La ley 136-03 del 22 julio de 2003, que crea el sistema para la protección de los derechos fundamentales de niños, niñas y adolescentes, conocida como Código del Menor, consagra el derecho a protegerle su imagen en el artículo 26 y, en su párrafo, las sanciones por violarlo, remitiendo al artículo 411.
Ese texto dice: Se prohíbe disponer o divulgar, a través de cualquier medio la imagen y datos de los niños, niñas y adolescentes en forma que puedan afectar su desarrollo físico, moral, sicológico e intelectual, su honor y su reputación, o que constituyan injerencias arbitrarias o ilegales en su vida privada e intimidad familiar o que puedan estigmatizar su conducta o comportamiento.
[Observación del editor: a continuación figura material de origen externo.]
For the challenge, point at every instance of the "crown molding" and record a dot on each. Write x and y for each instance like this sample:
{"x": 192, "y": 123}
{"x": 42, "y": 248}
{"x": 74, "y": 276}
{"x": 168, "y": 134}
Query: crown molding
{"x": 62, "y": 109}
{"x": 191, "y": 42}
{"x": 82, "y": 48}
Para las penas, el artículo 411 indica con precisión la sanción por fotografiar, filmar o publicar la imagen y datos de menores en situación de peligro, que abarca a personas o empresas y que es reclusión de dos a cuatro años y multas de tres a diez salarios mínimos, y con más especificidad, el 407 señala las sanciones al propietario o director del medio.
La ley es clarísima. Reporteros gráficos ni ejecutivos de medios de comunicación pueden alegar ignorancia porque, en el caso del secuestrado y rescatado, la propia procuradora actuante en actitud muy correcta, Miguelina Rodríguez, advirtió que debía protegerse la imagen del niño. En este caso también hubo violaciones a principios fundamentales, como la presunción de inocencia, por la Policía en complicidad con el Ministerio Público, a personas detenidas como sospechosas, quienes a las pocas horas fueron descargados.
La prensa, que divulga y amplifica las actuaciones policiales espectaculares para solucionar casos de mucha trascendencia, .es co responsables de estos abusos.
En el caso del niño conviene preguntar ¿quién y cómo le restituirán su honor y dignidad, y repararán el daño moral de tres ciudadanos presentados como vinculados al rapto y luego dejados libres por un juez competente.